I shook my head. “You scientists are all the same. Outside the four walls of your lab you ought to be locked up. A man who lends you money does so at his own risk and has no legal recourse. So he wasn’t there?”

“No. I waited a quarter of an hour, then went to his house – a whacking great mansion with tennis courts, swimming pool and what have you,” Hartnell said bitterly. “I thought he might have made a mistake about the meeting place. He wasn’t there. There was nobody there. I went back to the Aifringham office and waited a little longer then came home. About midnight, it was.”

“Anybody see you? You see anybody? Anybody who can vouch for your story.”

“Nobody. Nobody at all. It was late at night and the roads were deserted – it was bitterly cold.” He paused, then brightened. “That policeman – he saw me.” His voice seemed to falter on the last words.

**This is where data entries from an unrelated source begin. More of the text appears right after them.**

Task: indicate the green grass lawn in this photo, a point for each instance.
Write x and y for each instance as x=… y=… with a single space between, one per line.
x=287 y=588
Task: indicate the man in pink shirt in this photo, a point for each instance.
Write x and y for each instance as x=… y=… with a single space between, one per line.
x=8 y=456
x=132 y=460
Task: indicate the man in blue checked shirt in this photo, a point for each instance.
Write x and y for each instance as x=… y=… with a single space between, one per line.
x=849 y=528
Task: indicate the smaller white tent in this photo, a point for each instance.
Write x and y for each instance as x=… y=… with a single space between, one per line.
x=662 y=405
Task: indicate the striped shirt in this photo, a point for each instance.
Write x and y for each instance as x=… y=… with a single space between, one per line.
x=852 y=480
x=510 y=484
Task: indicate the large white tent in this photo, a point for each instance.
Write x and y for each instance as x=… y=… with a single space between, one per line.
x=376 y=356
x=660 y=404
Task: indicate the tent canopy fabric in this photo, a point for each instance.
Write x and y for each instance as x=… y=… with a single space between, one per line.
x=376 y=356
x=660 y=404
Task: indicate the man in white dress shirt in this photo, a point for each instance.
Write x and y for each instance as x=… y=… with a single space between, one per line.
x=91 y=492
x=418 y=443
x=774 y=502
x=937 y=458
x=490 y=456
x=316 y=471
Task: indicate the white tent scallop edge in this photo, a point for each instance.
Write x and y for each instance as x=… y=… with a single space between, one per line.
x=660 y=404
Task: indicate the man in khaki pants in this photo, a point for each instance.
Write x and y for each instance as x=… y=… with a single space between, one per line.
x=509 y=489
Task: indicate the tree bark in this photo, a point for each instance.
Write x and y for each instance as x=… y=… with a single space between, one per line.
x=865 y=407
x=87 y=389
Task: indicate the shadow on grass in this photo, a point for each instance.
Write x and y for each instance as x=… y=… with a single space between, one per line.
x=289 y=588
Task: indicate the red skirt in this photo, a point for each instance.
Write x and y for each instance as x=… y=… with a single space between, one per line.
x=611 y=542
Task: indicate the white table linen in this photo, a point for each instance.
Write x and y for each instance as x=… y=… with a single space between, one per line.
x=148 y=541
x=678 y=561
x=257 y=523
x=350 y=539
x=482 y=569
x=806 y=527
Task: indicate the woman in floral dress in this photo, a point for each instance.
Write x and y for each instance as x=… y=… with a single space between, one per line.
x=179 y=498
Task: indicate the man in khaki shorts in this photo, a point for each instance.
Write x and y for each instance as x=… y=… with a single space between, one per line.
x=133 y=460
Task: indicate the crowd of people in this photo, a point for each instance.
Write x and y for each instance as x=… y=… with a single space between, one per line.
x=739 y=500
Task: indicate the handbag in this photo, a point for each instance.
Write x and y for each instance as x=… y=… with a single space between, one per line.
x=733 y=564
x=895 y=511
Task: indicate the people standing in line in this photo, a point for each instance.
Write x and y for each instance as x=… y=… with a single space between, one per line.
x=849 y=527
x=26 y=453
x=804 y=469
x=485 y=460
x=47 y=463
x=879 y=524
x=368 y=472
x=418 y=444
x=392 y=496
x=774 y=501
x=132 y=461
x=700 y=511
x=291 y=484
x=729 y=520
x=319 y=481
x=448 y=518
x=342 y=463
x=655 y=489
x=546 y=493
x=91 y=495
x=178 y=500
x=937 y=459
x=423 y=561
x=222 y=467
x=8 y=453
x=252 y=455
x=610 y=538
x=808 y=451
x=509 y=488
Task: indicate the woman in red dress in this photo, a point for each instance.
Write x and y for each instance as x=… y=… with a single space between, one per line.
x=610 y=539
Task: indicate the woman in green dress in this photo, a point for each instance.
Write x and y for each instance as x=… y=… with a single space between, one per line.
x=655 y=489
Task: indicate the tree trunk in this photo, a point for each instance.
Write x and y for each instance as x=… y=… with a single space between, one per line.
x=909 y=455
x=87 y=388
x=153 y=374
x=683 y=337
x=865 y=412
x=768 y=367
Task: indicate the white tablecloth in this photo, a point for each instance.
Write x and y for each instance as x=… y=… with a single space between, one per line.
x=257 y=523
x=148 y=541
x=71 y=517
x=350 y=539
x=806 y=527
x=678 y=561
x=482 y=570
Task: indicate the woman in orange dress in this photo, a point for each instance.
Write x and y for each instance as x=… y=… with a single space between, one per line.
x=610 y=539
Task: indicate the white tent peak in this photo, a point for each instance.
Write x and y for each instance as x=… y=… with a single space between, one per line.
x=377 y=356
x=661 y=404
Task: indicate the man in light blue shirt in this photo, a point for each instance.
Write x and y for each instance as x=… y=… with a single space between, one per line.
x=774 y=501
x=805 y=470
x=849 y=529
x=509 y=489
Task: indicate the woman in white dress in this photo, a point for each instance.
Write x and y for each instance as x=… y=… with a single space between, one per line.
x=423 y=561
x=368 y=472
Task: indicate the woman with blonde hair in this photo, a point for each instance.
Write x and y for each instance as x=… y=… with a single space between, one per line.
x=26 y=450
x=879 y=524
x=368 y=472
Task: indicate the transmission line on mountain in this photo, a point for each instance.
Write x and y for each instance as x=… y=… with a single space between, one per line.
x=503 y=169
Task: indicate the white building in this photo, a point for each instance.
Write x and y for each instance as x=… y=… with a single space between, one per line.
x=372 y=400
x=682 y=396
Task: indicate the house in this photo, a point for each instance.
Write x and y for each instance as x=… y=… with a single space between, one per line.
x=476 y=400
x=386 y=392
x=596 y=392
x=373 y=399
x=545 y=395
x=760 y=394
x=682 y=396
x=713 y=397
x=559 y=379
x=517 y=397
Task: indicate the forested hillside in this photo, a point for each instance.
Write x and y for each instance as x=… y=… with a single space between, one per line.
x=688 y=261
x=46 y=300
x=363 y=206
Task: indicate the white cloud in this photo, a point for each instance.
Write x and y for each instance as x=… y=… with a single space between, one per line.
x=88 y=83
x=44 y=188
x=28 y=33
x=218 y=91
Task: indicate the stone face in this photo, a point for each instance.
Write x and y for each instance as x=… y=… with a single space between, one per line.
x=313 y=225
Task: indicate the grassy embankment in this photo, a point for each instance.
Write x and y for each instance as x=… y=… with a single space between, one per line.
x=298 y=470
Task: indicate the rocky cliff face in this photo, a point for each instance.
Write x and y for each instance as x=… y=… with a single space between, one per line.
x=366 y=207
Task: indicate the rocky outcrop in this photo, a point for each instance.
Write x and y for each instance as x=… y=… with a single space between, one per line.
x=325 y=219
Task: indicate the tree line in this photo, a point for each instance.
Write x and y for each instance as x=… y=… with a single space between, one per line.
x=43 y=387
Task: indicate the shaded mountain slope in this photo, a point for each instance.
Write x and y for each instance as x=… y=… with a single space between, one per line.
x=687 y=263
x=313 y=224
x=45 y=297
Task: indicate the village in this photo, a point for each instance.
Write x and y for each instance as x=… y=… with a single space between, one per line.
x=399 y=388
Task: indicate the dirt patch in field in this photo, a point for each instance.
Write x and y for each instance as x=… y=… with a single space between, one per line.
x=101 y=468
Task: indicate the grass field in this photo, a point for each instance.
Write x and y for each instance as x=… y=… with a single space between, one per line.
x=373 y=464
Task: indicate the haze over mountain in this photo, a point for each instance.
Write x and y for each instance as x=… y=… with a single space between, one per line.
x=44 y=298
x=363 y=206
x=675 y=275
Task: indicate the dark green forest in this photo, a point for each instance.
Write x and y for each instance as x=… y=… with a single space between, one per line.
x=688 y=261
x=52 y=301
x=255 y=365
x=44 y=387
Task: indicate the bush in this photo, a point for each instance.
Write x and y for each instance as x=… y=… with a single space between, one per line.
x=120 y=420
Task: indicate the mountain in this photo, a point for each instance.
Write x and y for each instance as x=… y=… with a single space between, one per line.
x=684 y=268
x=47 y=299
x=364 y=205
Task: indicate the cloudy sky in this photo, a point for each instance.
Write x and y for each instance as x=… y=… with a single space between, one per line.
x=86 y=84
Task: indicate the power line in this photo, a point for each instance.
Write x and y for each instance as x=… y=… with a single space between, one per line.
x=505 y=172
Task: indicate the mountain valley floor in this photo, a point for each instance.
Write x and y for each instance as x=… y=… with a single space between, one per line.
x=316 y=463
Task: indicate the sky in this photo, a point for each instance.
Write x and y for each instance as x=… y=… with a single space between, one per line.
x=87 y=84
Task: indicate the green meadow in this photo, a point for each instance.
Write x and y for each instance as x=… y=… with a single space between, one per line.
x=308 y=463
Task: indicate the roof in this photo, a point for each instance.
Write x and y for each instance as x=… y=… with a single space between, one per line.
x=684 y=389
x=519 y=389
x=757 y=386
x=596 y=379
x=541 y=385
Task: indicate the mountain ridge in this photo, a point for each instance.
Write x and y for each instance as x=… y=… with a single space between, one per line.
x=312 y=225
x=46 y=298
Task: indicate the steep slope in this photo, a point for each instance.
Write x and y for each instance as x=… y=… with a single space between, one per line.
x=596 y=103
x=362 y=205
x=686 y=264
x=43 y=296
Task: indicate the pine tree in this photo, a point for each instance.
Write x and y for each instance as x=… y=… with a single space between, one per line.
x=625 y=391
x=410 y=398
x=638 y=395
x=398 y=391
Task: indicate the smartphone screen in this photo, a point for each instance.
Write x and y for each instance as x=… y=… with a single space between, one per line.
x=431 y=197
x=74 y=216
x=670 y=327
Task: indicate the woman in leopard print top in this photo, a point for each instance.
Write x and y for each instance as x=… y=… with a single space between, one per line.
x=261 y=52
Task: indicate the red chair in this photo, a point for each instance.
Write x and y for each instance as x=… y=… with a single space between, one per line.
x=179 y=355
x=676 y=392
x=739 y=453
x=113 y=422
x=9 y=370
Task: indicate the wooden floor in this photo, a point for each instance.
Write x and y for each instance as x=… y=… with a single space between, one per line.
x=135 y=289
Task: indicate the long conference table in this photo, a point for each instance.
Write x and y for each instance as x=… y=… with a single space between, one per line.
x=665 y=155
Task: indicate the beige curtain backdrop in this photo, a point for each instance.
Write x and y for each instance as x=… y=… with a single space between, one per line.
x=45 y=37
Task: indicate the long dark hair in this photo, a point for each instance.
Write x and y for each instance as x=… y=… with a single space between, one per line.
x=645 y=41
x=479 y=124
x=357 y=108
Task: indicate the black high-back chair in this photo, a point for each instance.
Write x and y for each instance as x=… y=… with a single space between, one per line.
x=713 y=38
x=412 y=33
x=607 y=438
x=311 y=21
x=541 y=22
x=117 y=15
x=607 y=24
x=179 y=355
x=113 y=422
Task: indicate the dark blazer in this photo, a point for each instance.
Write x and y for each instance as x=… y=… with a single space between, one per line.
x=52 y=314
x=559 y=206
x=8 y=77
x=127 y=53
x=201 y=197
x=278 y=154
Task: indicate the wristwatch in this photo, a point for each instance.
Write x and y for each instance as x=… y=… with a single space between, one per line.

“If he saw you in Hailem you could equally well have turned off for Mordon after leaving it.” I sighed. “Besides, there was no policeman. You’re not the only one who tells lies. So you see the spot you’re in, Hartnell? A phone call for which we have only your word – no trace of the man alleged to have made it. Sixteen miles on your scooter, including a wait in a normally busy little town – and not a living soul saw you. Finally, you’re deeply and desperately in debt – so desperate that you would be willing to do anything. Even break into Mordon, if the financial inducements were high enough.”

He was silent for a moment, then pushed himself wearily to his feet. “I’m completely innocent, Cavell. But I see how it is – and I’m not all that a fool. So I’m going to be – what do you call it – detained in custody?”

I said, “What do you think, Mrs. Hartnell?”

She gave me a troubled half-smile and said hesitantly, “I don’t think so. I – well, I don’t know how a police officer talks to a man he’s about to arrest for murder, but you don’t talk the way I should imagine they do.”

I said dryly, “Maybe you should be working in number one lab instead of your husband. As an alibi, Hartnell, your story is too ridiculously feeble for words. Nobody in their right minds would believe it for an instant, which means maybe that I’m not in my right mind. I believe it.”

Hartnell exhaled a long sigh of relief, but his wife said with a strange mixture of hesitancy and shrewdness, “It could be a trap. You could think Tom guilty and be lulling him into–”

“Mrs. Hartnell,” I said. “With respects, you are abysmally ignorant of the facts of life as they appertain to the wilds of Wiltshire. Your husband may think no one saw him, but I can assure you that the way between here and Alfringham is alive with people between 10.30 and 11 p.m. – courting couples, gentlemen between pubs and homes upending their last bottles to prepare themselves for wifely wrath, old ladies and some not so old peering between not-quite-closed curtains. With a squad of detectives I could turn up a score of people by noon tomorrow – I’ll wager a dozen Alfringham citizens saw Dr. Hartnell waiting outside Tuffnell’s office last night. I’m not even going to bother finding out.”